Blood Collection, Processing and Laboratory Analysis
Nonfasting blood specimens were collected at screening (approximately 3 months prior to randomization) and at each annual PCPT visit. Bloods were collected in a 7 ml vacutainer tube without anticoagulant, containing a gel to separate serum from clot after centrifugation. Serum was then removed and the sample frozen as quickly as possible (within 2–4 hours) after separation. Samples were generally sent by overnight courier to Esoterix (Calabasas, CA) within 24 hrs of collection but some were stored for up to 7 days at −20°C before shipment.22 When received, blood specimens were stored at −70° C until analysis. A standard protocol was used to ship specimens from the biorepository to the analytic lab. All specimens were transported on dry ice to the analytic laboratory and were received by next day delivery via air courier. The specimens used for this report are from the screening (baseline) blood draw.

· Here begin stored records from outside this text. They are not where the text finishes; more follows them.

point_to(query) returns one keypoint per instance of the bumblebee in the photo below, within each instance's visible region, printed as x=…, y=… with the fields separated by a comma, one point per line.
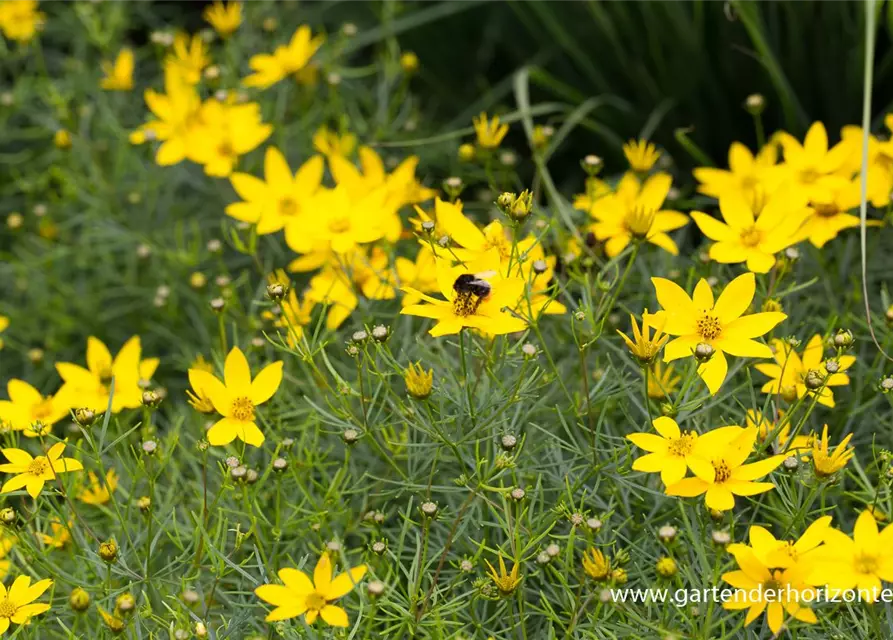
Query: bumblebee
x=471, y=289
x=473, y=283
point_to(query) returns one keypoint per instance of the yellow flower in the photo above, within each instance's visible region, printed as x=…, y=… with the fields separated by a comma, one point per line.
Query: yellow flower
x=472, y=300
x=421, y=275
x=62, y=139
x=673, y=451
x=753, y=233
x=596, y=565
x=98, y=492
x=176, y=115
x=506, y=582
x=118, y=75
x=26, y=406
x=329, y=143
x=812, y=167
x=418, y=381
x=760, y=588
x=225, y=132
x=225, y=19
x=33, y=473
x=188, y=57
x=719, y=324
x=641, y=155
x=788, y=375
x=489, y=132
x=633, y=212
x=17, y=605
x=827, y=464
x=20, y=19
x=89, y=388
x=281, y=198
x=59, y=536
x=237, y=398
x=662, y=381
x=860, y=562
x=642, y=345
x=286, y=59
x=784, y=554
x=726, y=475
x=747, y=176
x=300, y=596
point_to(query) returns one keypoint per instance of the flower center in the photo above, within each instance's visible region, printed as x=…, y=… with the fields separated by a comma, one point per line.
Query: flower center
x=866, y=563
x=638, y=221
x=751, y=237
x=7, y=608
x=315, y=601
x=243, y=409
x=709, y=327
x=38, y=466
x=340, y=224
x=723, y=472
x=683, y=445
x=288, y=207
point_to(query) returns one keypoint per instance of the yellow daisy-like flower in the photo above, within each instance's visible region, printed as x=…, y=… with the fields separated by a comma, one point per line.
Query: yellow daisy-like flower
x=641, y=155
x=812, y=167
x=26, y=407
x=860, y=562
x=17, y=604
x=474, y=300
x=188, y=57
x=225, y=18
x=753, y=234
x=237, y=397
x=90, y=387
x=747, y=175
x=672, y=452
x=33, y=472
x=720, y=324
x=790, y=371
x=634, y=213
x=281, y=197
x=20, y=19
x=762, y=589
x=726, y=475
x=98, y=492
x=490, y=132
x=301, y=596
x=827, y=464
x=643, y=345
x=286, y=60
x=506, y=582
x=119, y=74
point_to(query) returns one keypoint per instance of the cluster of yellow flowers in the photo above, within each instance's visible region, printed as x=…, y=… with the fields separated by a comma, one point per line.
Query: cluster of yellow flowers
x=780, y=577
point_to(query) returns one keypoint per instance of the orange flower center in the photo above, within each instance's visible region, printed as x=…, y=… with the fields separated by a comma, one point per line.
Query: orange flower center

Serum concentrations of IGFI and IGFBP3 were assayed in the laboratory of Dr. Michael Pollak at McGill University, Montreal, Canada. This laboratory uses custom production lots of kits obtained from Diagnostic System Limited (DSL, Webster, TX) to perform ELISA (enzyme-linked immunosorbent assays). Laboratory personnel were blinded as to which samples were cases and controls. All assays were run in duplicate and the mean of the two measures was used in analysis. The CV% for the duplicate measures were 3.6% and 4.9% for IGFI and IGFBP3, respectively.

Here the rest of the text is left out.